Yves Tumor – Heaven to a Tortured Mind

1 December 2020 / by Alex Ramsay
Album Image for Yves Tumor - Heaven to a Tortured Mind (Released 2020-04-03  by Warp)

With their fifth full length LP, enigmatic Miami-based musician Sean Bowie (a.k.a Yves Tumor) brings a more melodic, R&B-based touch to the hectic noise pop that was solidified on their 2018 album Safe in the Hands of Love.

 

Among the  bursts of fuzzy distortion and hard hitting drums, Heaven to a Tortured Mind has a soulfulness that was largely missing from Tumor’s previous, more aggressive releases. With lead single and album opener “Gospel for a New Century”, Tumor makes this new direction clear with a danceable bassline, vaguely distorted horns and the lyrics: “I think I can solve it/I can be your all, ain’t no problem, baby” Tumor howls.

 

Throughout the album, Tumor blends a desperate sense of yearning and desire with manic, noisey instrumentals. On “Kerosene!”, Tumor croons a duet with singer Diana Gordon overtop of a glittering guitar line that explodes at the chorus like a supernova. On the all too short “Hasdallen Lights”, Tumor asks “what are you running from?/what do you miss?/tell me, what do you crave?” amidst gliding synths. Nearly every aspect of the album (down to its title) feels as though it was crafted to combine the hostile, grotesque and painful with the sublime, heartfelt and romantic.
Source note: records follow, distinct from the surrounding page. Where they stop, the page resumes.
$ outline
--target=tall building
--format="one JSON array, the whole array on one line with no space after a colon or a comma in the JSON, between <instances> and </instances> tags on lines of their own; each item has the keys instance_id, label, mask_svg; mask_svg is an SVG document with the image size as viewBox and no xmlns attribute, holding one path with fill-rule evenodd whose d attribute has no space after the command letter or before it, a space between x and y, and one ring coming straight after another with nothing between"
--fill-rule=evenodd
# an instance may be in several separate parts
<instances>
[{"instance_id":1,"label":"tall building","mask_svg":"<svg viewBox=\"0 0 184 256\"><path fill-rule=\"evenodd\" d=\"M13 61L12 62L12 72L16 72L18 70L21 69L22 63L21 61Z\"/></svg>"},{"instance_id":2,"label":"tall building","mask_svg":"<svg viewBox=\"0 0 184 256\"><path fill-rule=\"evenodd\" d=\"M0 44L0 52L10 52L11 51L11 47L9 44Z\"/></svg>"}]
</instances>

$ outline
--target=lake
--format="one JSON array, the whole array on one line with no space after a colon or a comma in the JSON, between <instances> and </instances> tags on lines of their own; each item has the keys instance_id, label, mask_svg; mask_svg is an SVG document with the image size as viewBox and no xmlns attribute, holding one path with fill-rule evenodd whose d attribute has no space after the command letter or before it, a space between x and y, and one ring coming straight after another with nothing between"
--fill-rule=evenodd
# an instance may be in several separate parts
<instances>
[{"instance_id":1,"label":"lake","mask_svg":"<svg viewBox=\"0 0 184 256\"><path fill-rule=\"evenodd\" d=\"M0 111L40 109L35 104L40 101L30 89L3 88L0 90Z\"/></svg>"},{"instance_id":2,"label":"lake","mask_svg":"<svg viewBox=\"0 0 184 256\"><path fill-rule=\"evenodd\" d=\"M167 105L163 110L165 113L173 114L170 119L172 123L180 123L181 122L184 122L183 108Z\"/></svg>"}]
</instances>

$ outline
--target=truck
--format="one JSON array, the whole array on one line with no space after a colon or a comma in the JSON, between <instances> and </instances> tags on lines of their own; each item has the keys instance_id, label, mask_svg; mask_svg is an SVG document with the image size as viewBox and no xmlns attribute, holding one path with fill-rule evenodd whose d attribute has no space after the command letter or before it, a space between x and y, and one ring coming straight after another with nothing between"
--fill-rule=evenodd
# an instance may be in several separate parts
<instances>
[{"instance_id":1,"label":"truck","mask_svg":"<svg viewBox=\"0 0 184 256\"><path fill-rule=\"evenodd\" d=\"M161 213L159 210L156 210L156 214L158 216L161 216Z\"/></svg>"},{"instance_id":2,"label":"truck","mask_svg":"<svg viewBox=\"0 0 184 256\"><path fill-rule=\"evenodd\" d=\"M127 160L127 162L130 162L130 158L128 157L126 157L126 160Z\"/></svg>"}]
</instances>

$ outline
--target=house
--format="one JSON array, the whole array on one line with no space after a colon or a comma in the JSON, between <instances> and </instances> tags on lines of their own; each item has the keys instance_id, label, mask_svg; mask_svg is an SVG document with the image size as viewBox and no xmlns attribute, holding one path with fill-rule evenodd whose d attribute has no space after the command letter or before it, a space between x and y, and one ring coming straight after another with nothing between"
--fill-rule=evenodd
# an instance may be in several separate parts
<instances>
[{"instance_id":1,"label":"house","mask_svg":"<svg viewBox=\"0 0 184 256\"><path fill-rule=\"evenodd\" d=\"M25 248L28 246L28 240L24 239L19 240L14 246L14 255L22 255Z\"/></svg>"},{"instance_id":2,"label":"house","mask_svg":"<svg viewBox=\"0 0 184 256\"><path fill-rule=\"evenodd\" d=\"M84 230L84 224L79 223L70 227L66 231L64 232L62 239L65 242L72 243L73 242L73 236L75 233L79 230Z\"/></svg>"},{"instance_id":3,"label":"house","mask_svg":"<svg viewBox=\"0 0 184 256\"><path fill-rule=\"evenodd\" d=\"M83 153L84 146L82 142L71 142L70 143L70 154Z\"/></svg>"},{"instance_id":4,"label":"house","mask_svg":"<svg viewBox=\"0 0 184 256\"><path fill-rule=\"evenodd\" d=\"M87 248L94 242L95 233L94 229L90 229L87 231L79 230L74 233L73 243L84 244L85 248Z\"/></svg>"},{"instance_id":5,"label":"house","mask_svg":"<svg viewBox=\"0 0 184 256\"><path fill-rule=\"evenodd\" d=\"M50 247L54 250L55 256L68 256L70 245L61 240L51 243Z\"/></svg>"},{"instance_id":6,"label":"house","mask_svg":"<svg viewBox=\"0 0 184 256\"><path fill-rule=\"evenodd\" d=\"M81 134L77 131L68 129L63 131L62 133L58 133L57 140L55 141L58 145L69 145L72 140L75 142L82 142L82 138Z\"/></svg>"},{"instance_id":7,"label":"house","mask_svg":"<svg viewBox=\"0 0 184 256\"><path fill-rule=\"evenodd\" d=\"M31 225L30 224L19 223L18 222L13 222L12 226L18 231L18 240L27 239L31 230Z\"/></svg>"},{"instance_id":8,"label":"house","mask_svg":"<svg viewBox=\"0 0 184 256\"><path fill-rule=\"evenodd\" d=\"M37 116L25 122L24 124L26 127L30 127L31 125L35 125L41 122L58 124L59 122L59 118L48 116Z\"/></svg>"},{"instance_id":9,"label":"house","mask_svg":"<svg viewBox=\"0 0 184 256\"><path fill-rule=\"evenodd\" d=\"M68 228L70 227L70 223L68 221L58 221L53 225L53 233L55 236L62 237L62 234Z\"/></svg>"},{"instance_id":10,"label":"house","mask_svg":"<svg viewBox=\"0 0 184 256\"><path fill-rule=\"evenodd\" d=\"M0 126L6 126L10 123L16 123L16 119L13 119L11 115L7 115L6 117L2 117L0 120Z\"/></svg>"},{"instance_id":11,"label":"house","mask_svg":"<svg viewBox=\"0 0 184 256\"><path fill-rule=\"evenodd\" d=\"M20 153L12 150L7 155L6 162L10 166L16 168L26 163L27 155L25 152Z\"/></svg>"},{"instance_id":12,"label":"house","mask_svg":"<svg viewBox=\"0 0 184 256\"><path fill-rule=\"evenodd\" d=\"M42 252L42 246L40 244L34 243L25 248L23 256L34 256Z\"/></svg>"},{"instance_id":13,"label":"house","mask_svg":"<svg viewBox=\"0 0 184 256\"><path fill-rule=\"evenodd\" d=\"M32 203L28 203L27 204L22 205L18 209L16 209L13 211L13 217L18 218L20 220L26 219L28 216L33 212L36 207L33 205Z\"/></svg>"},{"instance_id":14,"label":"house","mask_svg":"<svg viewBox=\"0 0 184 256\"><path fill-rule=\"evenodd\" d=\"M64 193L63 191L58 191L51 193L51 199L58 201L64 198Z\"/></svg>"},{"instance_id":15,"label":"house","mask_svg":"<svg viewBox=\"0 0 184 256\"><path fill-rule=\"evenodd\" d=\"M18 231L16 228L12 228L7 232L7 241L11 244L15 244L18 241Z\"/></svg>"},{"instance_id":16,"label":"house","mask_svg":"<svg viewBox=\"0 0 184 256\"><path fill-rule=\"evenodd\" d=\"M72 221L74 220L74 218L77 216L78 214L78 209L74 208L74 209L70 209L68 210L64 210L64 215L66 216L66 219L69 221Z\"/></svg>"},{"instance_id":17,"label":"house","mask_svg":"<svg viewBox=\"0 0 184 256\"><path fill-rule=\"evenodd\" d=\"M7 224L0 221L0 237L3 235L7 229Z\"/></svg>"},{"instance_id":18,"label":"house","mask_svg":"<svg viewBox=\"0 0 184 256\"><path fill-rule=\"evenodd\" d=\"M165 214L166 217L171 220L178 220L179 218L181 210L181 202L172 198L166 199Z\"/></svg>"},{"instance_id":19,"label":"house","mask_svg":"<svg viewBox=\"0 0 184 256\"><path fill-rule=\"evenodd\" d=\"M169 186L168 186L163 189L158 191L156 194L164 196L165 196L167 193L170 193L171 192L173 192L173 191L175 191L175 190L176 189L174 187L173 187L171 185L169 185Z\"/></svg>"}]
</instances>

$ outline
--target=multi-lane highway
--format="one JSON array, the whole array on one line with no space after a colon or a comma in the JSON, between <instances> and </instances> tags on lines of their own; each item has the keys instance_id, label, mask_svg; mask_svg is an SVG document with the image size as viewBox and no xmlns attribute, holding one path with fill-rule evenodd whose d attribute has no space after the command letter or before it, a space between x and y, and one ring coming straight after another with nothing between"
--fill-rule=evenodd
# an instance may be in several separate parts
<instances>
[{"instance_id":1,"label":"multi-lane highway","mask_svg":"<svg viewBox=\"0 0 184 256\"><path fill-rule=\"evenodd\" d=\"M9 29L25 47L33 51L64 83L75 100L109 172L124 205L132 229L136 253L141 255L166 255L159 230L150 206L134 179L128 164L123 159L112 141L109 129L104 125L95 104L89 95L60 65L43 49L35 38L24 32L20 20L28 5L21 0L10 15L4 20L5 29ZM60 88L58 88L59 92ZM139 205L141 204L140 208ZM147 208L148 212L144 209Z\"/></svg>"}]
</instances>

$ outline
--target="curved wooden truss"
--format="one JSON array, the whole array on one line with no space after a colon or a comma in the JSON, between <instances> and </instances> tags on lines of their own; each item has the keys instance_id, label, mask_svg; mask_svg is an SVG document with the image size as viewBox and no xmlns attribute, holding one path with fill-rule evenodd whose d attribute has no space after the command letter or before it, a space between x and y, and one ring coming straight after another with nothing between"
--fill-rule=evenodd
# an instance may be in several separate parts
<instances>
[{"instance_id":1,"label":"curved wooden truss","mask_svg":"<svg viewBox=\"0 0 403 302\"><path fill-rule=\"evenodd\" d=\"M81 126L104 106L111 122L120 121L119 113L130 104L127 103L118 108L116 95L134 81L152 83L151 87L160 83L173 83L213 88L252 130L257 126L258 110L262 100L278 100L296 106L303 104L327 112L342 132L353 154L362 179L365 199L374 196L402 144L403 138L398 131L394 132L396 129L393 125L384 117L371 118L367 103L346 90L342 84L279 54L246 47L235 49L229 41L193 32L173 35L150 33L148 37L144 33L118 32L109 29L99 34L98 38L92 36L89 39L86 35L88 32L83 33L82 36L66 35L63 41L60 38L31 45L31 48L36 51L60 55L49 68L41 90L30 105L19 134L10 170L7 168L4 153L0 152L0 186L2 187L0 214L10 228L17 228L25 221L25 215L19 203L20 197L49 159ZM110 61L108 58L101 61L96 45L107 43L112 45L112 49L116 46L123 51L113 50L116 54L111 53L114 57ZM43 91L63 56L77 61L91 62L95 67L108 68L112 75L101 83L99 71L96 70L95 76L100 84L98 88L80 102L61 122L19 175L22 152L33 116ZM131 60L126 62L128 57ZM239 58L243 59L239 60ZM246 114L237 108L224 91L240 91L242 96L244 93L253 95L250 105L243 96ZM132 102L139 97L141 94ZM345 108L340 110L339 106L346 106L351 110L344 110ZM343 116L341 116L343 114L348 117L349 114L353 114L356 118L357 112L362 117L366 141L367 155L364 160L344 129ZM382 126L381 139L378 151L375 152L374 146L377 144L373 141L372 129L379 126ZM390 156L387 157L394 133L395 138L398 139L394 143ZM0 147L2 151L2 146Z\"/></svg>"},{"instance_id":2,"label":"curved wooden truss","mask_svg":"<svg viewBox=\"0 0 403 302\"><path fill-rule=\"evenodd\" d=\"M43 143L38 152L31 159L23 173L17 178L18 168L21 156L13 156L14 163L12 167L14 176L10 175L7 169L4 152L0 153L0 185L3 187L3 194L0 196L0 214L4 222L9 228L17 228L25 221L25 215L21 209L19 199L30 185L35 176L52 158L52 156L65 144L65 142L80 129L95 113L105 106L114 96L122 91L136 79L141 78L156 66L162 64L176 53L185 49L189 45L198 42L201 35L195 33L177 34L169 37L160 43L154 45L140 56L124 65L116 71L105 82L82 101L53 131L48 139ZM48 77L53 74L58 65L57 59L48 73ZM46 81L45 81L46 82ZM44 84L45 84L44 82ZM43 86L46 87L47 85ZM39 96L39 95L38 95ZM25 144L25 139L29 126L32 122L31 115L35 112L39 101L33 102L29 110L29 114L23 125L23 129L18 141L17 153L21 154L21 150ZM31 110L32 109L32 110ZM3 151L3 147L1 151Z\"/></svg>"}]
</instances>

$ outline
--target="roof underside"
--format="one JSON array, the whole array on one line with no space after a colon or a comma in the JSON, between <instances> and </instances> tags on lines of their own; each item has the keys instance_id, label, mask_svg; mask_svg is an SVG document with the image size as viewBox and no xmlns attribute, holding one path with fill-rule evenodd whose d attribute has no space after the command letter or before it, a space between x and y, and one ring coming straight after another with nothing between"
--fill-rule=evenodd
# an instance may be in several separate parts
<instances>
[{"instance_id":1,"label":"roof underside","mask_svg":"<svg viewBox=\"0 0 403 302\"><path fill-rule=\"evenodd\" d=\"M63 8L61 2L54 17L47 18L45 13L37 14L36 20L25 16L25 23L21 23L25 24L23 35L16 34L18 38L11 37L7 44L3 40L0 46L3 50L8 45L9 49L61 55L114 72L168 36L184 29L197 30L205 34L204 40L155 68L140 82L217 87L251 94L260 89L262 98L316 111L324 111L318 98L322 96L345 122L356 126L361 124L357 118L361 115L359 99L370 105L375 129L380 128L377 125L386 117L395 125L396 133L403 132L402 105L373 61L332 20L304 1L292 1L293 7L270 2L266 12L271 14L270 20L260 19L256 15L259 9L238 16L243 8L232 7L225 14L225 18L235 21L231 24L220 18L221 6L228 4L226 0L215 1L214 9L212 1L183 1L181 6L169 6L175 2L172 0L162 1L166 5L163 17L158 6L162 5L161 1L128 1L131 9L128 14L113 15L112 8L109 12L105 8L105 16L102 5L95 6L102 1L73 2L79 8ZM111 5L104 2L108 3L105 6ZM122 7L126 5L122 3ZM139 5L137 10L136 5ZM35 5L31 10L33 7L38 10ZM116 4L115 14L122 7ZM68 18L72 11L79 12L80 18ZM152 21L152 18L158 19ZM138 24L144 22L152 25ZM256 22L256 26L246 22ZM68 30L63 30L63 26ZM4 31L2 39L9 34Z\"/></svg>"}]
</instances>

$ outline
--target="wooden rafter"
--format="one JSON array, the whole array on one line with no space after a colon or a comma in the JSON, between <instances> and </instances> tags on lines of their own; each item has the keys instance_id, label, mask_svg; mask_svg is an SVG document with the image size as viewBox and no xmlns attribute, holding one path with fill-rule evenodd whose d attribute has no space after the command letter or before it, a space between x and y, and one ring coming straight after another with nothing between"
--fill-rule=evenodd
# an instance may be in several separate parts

On the album’s second track “Medicine Burn”, Yves yelps out raspy, raw vocals against an instrumental cacophony of swelling noise and steady drums.

 

If Heaven to a Tortured Mind falters anywhere, it’s towards the album’s end when Tumor dials back the distortion and genre-bending aspects of his sound on tracks like “Strawberry Privilege” and the instrumental “Asteroid Blues”. Although the Stereolab-sounding backing vocals on the former and stabs of synth on the latter offer brief glimpses of inventiveness, each feels perfunctory and lacking in what makes Tumor’s best songs shine: an emphasis on texture, abrasiveness and a visceral delivery.

 

With their latest album, Yves Tumor has managed to craft a psychedelic soul record that wears its heart on its sleeve without becoming an exercise in self pity. Heaven to a Tortured Mind is the latest 2020 album to bring a dark, haunting sensibility to pop with stellar results.